I believe a variety of tests need to be done to confirm a diagnosis of T1D. Granted, I am not a medical professional but I believe that the A1C can be a good starting point to see if a T1D diagnosis is a possibility. When something as serious as T1D is suspected the testing should be rather comprehensive. When my brother was diagnosed they tested his A1C and his fasting blood glucose in addition to tests done at the hospital for ketones (which was positive) and random blood glucose tests throughout the day to see if insulin treatment was working (which it was). Combining the A1C result, the fasting blood glucose result, the presence of ketones, and the evidence that insulin was working as a treatment lead to a diagnosis of T1D for my brother. Had my brother just been diagnosed off his A1C result I believe valuable information about my brother’s health would taken longer to discover. I hope that my answer can help a bit! Take Care.
Thanks for your reply, especially since you’re in the middle of classes! Yes, your response makes sense, and I am very glad they were so thorough with your brother.
Knowing as much as you and your family already do, gives you the advantage of knowing what to Keri an eye out for and what to do. And it sounds like you’re already committed to a healthy lifestyle with so serve you well if need be.
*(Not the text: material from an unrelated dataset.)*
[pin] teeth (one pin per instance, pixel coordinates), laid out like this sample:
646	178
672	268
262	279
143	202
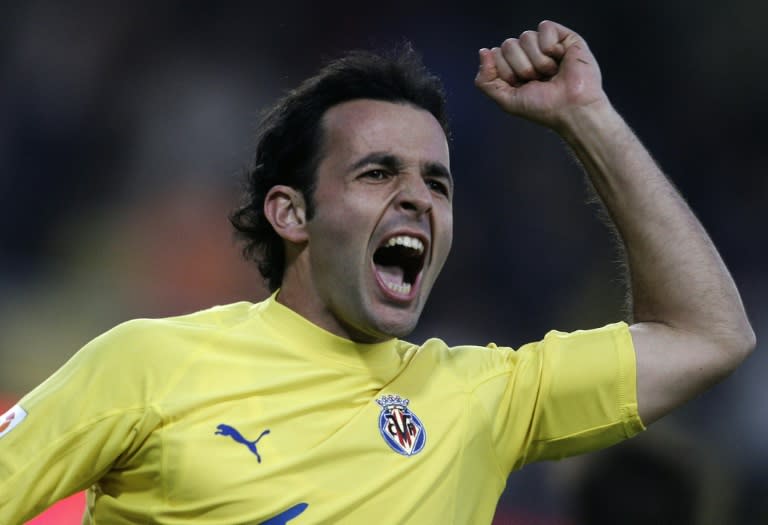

Diabetes type 1 in an autoimmune response of the body to the insulin producing islet cells of the pancreas. When the amount of insulin produced does not meet the requirements of the body, hyperglycemia (increased sugar in the blood) will develop and produce the classic symptoms of frequent urination, fatigue and blurred vision. I believe the autoimmune response can be rapid and intense with rapid development of symptoms, or more slow and gradual with less intense of episodic symptoms. So the classic blood glucose levels and HgbA1c will only tell you glucose levels are elevated and likely would reflect some degree of diabetes. I also believe there are islet cell antibody blood tests that could be done which would also give a likelihood of diabetes developing. Problem is we don’t have any proven therapies that can be given to delay the onset, although I believe there are clinical trials underway looking at different agents. Agree with the other responses that a HgbA1c or simple blood sugar test would probably be a good first step, then discussion with your pediatrician or primary care doctor as to whether an endocrinology referral may be appropriate.
thanks for that @sublot37 !
@Jader, I would add that with a LADA type diagnoses may come a prolonged period of higher than expected but still normal blood sugar, the goal here is monitor and treat as necessary. While with type 2 diabetes you could potentially modify your diet and exercise with good results (reversing prediabetes back into controlled normal blood sugars), with autoimmune type 1 diabetes, no diet modifications such as low or zero carbohydrate, and no amount of exercise will stop the autoimmune attack and destruction of insulin producing cells. Work with a good endo. Good luck.